If you don't use qsub-mpp-dyna, please submit your jobs to the dyna account:
qsub -A dyna ...
qsub-mpp-dyna does this automatically.
Note that the LSTC license server does not accurately keep track of the number of licenses in use on quad-core CPUs for some older versions of MPP-DYNA. Consequently, lstc_qrun and qdyna may report the wrong number of licenses in use.

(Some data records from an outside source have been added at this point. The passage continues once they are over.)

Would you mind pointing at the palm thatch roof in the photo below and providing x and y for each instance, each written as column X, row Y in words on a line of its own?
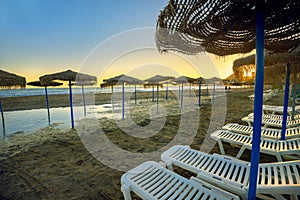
column 279, row 60
column 10, row 80
column 68, row 75
column 39, row 84
column 226, row 27
column 118, row 80
column 184, row 79
column 158, row 79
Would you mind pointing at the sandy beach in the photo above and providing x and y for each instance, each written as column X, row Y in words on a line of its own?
column 55, row 164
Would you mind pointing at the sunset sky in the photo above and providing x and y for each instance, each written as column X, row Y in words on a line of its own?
column 100, row 37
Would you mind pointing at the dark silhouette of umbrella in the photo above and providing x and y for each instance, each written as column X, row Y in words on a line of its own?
column 230, row 27
column 52, row 84
column 82, row 84
column 121, row 80
column 157, row 81
column 9, row 80
column 199, row 80
column 69, row 76
column 182, row 80
column 272, row 64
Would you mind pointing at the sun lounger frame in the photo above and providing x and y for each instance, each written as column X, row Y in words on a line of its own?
column 268, row 146
column 151, row 180
column 271, row 133
column 231, row 174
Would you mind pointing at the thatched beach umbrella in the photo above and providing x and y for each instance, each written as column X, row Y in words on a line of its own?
column 69, row 76
column 82, row 84
column 182, row 80
column 157, row 81
column 231, row 27
column 122, row 80
column 52, row 84
column 200, row 80
column 9, row 80
column 275, row 64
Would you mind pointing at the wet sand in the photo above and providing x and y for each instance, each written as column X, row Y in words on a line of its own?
column 54, row 163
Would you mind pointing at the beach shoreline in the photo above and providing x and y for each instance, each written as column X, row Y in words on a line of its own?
column 54, row 163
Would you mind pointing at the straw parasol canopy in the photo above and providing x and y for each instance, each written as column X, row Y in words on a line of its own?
column 39, row 84
column 158, row 79
column 184, row 79
column 247, row 64
column 118, row 80
column 230, row 27
column 9, row 80
column 68, row 75
column 226, row 27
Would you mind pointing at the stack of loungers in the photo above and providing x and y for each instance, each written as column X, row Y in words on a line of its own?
column 222, row 176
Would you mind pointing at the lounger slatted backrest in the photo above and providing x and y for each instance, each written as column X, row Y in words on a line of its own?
column 284, row 178
column 152, row 181
column 275, row 117
column 272, row 122
column 275, row 179
column 271, row 133
column 279, row 109
column 268, row 146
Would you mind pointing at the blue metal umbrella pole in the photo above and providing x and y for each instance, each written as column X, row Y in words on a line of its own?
column 199, row 94
column 167, row 91
column 71, row 104
column 2, row 115
column 134, row 94
column 157, row 97
column 181, row 105
column 214, row 88
column 47, row 104
column 83, row 98
column 190, row 90
column 258, row 101
column 206, row 90
column 123, row 106
column 112, row 97
column 286, row 101
column 152, row 93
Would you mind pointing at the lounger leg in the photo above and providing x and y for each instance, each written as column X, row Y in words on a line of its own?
column 126, row 192
column 240, row 153
column 221, row 147
column 278, row 156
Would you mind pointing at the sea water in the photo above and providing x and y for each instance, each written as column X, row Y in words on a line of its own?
column 29, row 121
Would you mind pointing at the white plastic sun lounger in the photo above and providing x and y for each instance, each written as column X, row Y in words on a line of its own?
column 272, row 122
column 278, row 109
column 196, row 161
column 268, row 146
column 275, row 117
column 151, row 180
column 271, row 133
column 231, row 174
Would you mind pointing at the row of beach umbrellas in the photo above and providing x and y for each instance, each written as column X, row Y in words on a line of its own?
column 155, row 81
column 8, row 80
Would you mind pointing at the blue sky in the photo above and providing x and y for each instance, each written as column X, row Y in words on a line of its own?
column 46, row 36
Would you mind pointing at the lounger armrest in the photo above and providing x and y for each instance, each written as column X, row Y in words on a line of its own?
column 215, row 135
column 214, row 189
column 234, row 187
column 167, row 155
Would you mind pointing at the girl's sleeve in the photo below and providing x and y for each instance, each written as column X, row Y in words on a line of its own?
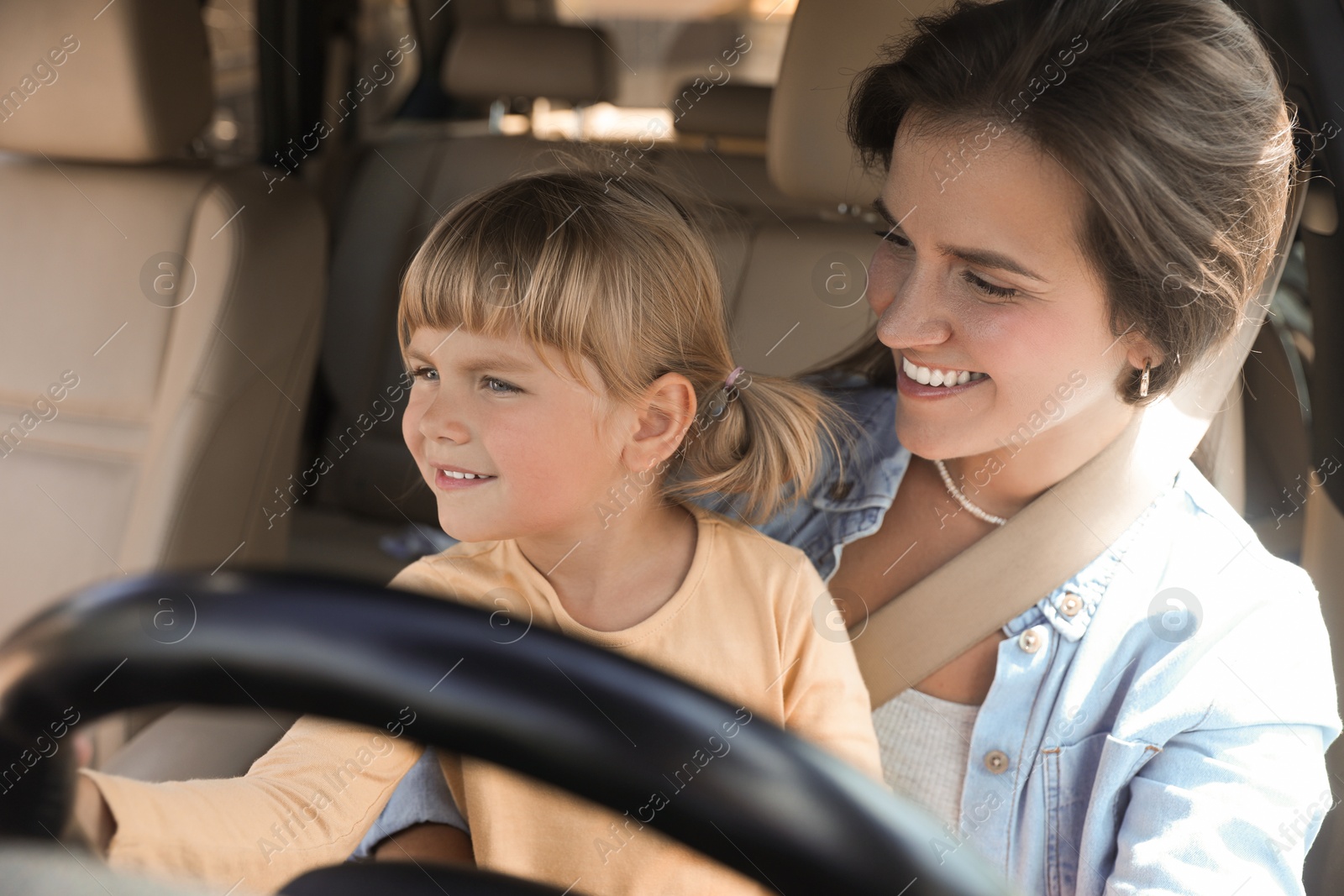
column 302, row 805
column 826, row 699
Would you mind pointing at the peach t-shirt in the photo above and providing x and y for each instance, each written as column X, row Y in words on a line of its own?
column 741, row 626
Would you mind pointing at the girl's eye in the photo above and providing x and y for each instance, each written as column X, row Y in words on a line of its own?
column 891, row 237
column 497, row 385
column 990, row 289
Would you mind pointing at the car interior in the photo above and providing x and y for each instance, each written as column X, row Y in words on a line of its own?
column 214, row 204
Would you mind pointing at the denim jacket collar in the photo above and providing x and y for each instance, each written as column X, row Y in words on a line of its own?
column 873, row 470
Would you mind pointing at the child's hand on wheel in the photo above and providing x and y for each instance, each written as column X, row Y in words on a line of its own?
column 92, row 822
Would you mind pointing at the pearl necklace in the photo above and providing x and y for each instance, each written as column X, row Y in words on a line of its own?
column 964, row 501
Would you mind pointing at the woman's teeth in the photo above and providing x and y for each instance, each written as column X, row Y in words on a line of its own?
column 927, row 376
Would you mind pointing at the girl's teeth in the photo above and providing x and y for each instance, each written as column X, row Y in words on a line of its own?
column 927, row 376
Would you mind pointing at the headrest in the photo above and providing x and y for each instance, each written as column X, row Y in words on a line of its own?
column 722, row 110
column 97, row 81
column 808, row 154
column 491, row 60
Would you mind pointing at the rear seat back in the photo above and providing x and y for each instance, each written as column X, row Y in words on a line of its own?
column 793, row 270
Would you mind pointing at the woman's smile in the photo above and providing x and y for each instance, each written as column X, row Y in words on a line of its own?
column 917, row 380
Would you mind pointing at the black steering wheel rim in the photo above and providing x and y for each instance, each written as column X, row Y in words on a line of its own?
column 591, row 721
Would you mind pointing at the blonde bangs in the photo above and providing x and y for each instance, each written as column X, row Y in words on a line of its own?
column 517, row 265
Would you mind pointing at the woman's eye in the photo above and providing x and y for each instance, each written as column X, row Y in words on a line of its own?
column 990, row 289
column 891, row 237
column 497, row 385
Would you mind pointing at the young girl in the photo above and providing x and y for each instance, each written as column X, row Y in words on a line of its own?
column 573, row 387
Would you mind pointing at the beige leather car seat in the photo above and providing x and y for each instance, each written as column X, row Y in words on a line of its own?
column 159, row 316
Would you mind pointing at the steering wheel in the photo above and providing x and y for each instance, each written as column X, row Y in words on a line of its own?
column 777, row 809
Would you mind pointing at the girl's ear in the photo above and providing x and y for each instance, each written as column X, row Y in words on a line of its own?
column 1139, row 348
column 663, row 416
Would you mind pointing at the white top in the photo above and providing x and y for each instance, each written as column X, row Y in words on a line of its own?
column 925, row 745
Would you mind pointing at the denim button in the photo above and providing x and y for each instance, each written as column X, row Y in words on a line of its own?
column 1032, row 640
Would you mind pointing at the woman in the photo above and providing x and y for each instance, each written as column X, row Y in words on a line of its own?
column 1081, row 199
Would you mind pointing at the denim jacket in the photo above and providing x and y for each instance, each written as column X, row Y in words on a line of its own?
column 1158, row 723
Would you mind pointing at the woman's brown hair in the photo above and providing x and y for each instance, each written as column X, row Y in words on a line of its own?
column 1168, row 116
column 618, row 271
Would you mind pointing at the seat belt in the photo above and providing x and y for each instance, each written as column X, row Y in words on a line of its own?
column 1046, row 543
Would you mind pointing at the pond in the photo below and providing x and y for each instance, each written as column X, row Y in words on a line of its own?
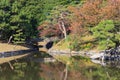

lstc_license_count reports the correct license usage. If lstc_license_count says there are no licenses available, your job will not run immediately, regardless of what lstc_qrun and qdyna say.
License manager commands
lstc_license_count
Shows how many DYNA licenses are free.
lstc_qrun
Shows what DYNA jobs are using DYNA licenses. The output will be something like
User Host Program Started # procs ----------------------------------------------------------------------------- ac.berna [email protected]. LS-DYNA_971 Fri Jul 10 08:15 4
User names will be truncated to 8 characters. The format of the "Host" field is "<PID>@<lowest-numbered-node>-ge.default". ("PID" is "process ID"; this is different from the PBS job ID.)
qdyna
Shows how many DYNA licenses are currently used per user.
lstc_qkill <job>
Forces the LSTC license server to release licenses for <job>, where <job> is the "Host" field in the output of lstc_qrun.
lstc_license_cleanup
Kills stray MPP-DYNA processes, and frees their licenses. This needs to be run in the directory where the PBS job was submitted. To remove licenses for all your jobs, run this command:
lstc_qrun | grep `whoami` | awk '{print $2}' | while read job; do lstc_qkill $job; done
Submitting jobs in graphical mode
Creating job scripts, submitting jobs and checking their status can be performed also in graphical mode. Once you log into the cluster using NoMachine or other software you can run qsub-dyna-gui application (with qsub-dyna-gui command). To create a new job script using qsub-dyna-gui you will have to go through the tabs from the left to the right side and input at least required data: input file, LS-DYNA version and number of nodes. Other fields are optional only and for some of them default values will be assigned if not entered by the user. For detailed information please go to QSUB-DYNA-GUI.
Notes
Single- vs. double-precision
Models that run fine with PC-DYNA using single-precision may fail with divide-by-zero errors on the cluster unless double-precision is used. This seems to be due to differences in how PC-DYNA and MPP-DYNA do floating-point arithmetic. Double-precision jobs are likely to run about 20% slower than single-precision jobs, however.
Submitting multiple jobs
There can be a delay of several seconds from the time MPP-DYNA is invoked to the time it contacts the license server to obtain licenses. This can result in the license server not having enough licenses to run a job, even though there were enough available when the job was submitted. To avoid this problem, it's best to allow at least 10 seconds between job submissions.
Hung jobs
If your job isn't making any progress (for example, not writing to any files), it's likely that MPP-DYNA is in an infinite loop. You can use lstc_qrun to see if the job is still in contact with the license server. If not, please delete it from the PBS queue using qdel.
Dumping restart files
If you belatedly realize that the requested wall time for your job is insufficient to reach the termination time specified in the k-file, you can have LS-DYNA write restart files by creating a D3KIL file containing the appropriate switch control. For example:
echo sw3 > D3KIL
will create a D3KIL file containing the "sw3" switch, causing LS-DYNA to write restart files and continue the run. "sw1" will result in writing restart files and then termination of the job. LS-DYNA periodically looks for D3KIL file and if found, the sense switch will be invoked and the D3KIL file deleted. You can then run a restart job by submitting your job with the same command as previously, adding to the command line only
r=d3dump01
For long jobs we recommend that you generate restart files ("sw3") once a day, to make it easier to recover from the failure of a node on which your job is running.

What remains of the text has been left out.